You've gotta hand it to 'em

DEREK VAN DIEST -- Edmonton Sun

, Last Updated: 9:34 AM ET

It's the simplest of games.

All that's required is a wall and a ball.

The best players in the world have converged in Edmonton and Sherwood Park to take part in the 2006 Waterford Crystal World Handball Championships starting today.

"This is something that we've been working on for about five years," said John Kopeck, the co-chair of the event. "The initial bid process that we did was done in 2001 in Vancouver. We made a presentation to the Canadian Handball Association and we put in a bid to be the official host for Canada. There was a lot of work on the front end that was completed to make this event possible for Edmonton."

10-DAY EVENT

Over 700 players representing 10 countries are taking part in the 10-day event. The championships feature one-wall and four-wall competitions. Matches are taking place at the Sherwood Park Arena, University of Alberta and Mayfield Inn Athletic Centre.

"It's really a sport that people don't see every day, so this is a great opportunity for us to showcase it on a local level and get some attention to it that we normally wouldn't get," Kopeck said. "Just the fact that we have world-class players, the number of people are going to be here, it's just a great opportunity for us to stage a world event and just get some exposure for our sport."

According to organizers of the event, handball dates back over 4,000 years. The modern game originated in Ireland. Irish immigrants brought the game to the United States, where it spread to the rest of the world.

The first world championships were held in 1964 in New York and take place every three years.

"Handball has been in Canada in the East, mainly in the Maritimes and the Toronto area since the middle of the last century," said Pat Brennan, vice president of the World Handball Council, who now resides in Sherwood Park. "It's fluctuated up and down with the number of players playing. At one time we were an accredited sport under Sports Canada and we got funding. Because of that we were able to run Canadian national championships regularly.

"However, we were one of the small sports that were cut off from funding about 10 years ago and we've struggled a bit since then, because we have no way to develop funds for facilities."

The national handball association managed to survive.

And by bringing the world championships to Edmonton, they hope to introduce the game to a new generation.

CANADIAN CONTINGENT

Leading the Canadian contingent is Lisa Fraser-Gilmore of Winnipeg. Fraser-Gilmore, along with partner Jessica Gawley are the defending world doubles champions. Fraser-Gilmore has also won five U.S. Open singles championships and eight national titles.
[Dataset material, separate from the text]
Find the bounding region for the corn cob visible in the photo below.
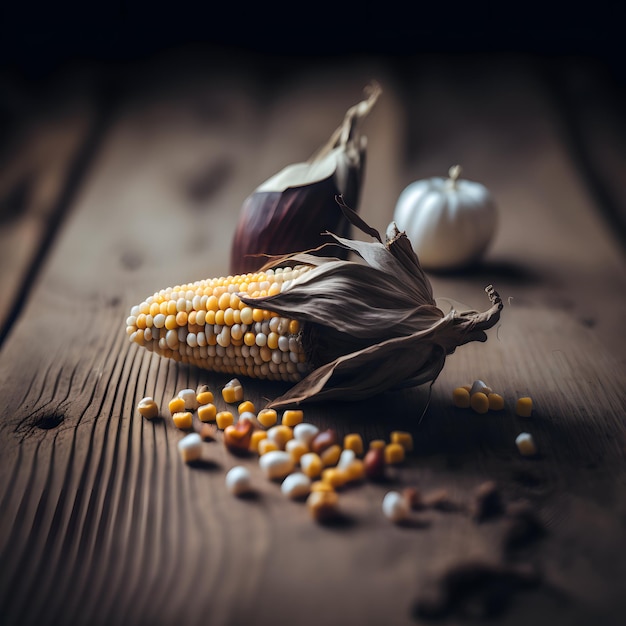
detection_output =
[126,197,503,409]
[126,265,311,382]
"I think overall this is a tremendous opportunity for the city of Edmonton to profile itself on an international level," said Kopeck. "Edmonton and the surrounding communities have a tremendous reputation of putting on international events with quality. They always seem to be the best events.

"We worked extremely hard on a local level to make sure the experience for these people is a world-class experience and I think the economic impact is going to be great for the city, the province and everybody involved."

Organizers expect the championships to generate $2.2 million for the local economy.

The final of the women's four-wall single event take place on Aug. 9, while the men's final goes on Aug. 12.

"We're looking forward to it," Kopeck said. "Our biggest goal right now is to make sure that people that are travelling here internationally experience what Edmonton is all about."